Reconnecting with our agrarian roots

As highlighted in a front-page article in this week’s edition, Dorchester was “settled” by English immigrants in 1630 – one month before Boston. Of course, people were living here for many centuries before our friends from Europe crossed the pond and alighted upon “Rocky Hill,” the early name for what we now call Savin Hill. It was not until 1870 that Dorchester and Boston were officially joined through an annexation process approved by Dorchester’s leading citizens of the time.

Back then – and for most of our recorded history – Dorchester, including what we now call Mattapan, was an agricultural community. Pears and apples were grown in abundance across the rolling hills that undulated between the Great Blue Hill to the south and the tri-mounts to our north.

Early in the 20th century, the bucolic pastures of olde Dorchester rapidly gave way to streetcar tracks and subdivisions. The orchards were plowed under and three-deckers – our signature housing stock – sprang up in their place. Dorchester’s principal crop has since become the generations of new Americans flung out from our bosom like wild geese to all points on the compass. Boston’s breadbasket became a streetcar suburb, a borough, a warren of side streets and corner stores and stone steeples that gave our rambling town-turned-neighborhood its identity.

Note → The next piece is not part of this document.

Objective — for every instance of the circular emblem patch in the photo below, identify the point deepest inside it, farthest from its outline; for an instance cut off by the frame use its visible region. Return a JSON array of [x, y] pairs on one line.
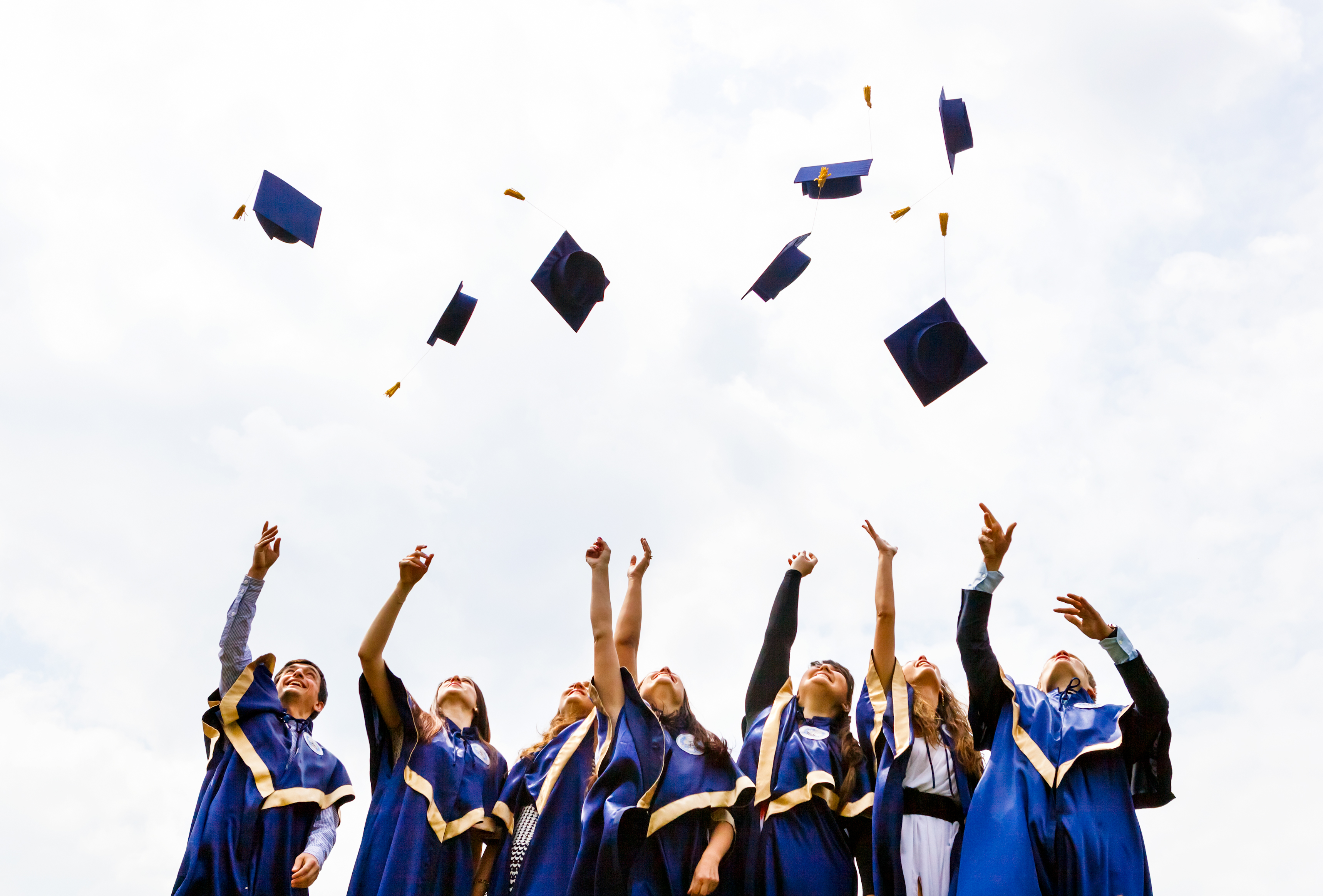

There are a few precious links left to those pre-pubescent days when Puritan pioneers eked out a toe-hold on the near shoreline and erected crude homes and the continent’s first schoolhouse. One of them, the James Blake House, Boston’s oldest abode, with its origins in 1661, now sits next to Edward Everett Square. (The structure was relocated from its original spot on what is now Massachusetts Avenue in 1896.) Owned by the Dorchester Historical Society, it is available to tour by appointment and during select open house days hosted by the Dorchester Historical Society. The next one happens to be this Sunday.

Soon, another historic property that is directly linked to our distant agricultural DNA will be thrown open to the public as well. As we reported last week, the Clark-Fowler farm on Norfolk Street in Mattapan has been purchased by Historic Boston, Inc. The non-profit organization will spend more than $3 million to restore the property, which includes a farmhouse and barn on what was once a sprawling, 330-acre estate.

The Clark-Fowler project is one that should be heralded by everyone who cares about our country’s history. It was nearly lost to “demolition by neglect” after its former owners became unwilling and unable to care for its upkeep. The city of Boston, under Mayor Tom Menino’s leadership, stepped in to seize the property in 2013 in what was an unusually aggressive – but necessary – step to prevent further decay. The action landed the city in court and led to the eventual sale to Historic Boston, an outcome that will now lead to its restoration and re-use as a working farm again.

Mayor Walsh will visit the Clark-Fowler Farm on Sept. 28 at 5 p.m. for a ceremony to kick off a $1 million fundraising campaign to assist Historic Boston in its important work. It is a cause that is definitely worthy of our attention and generosity.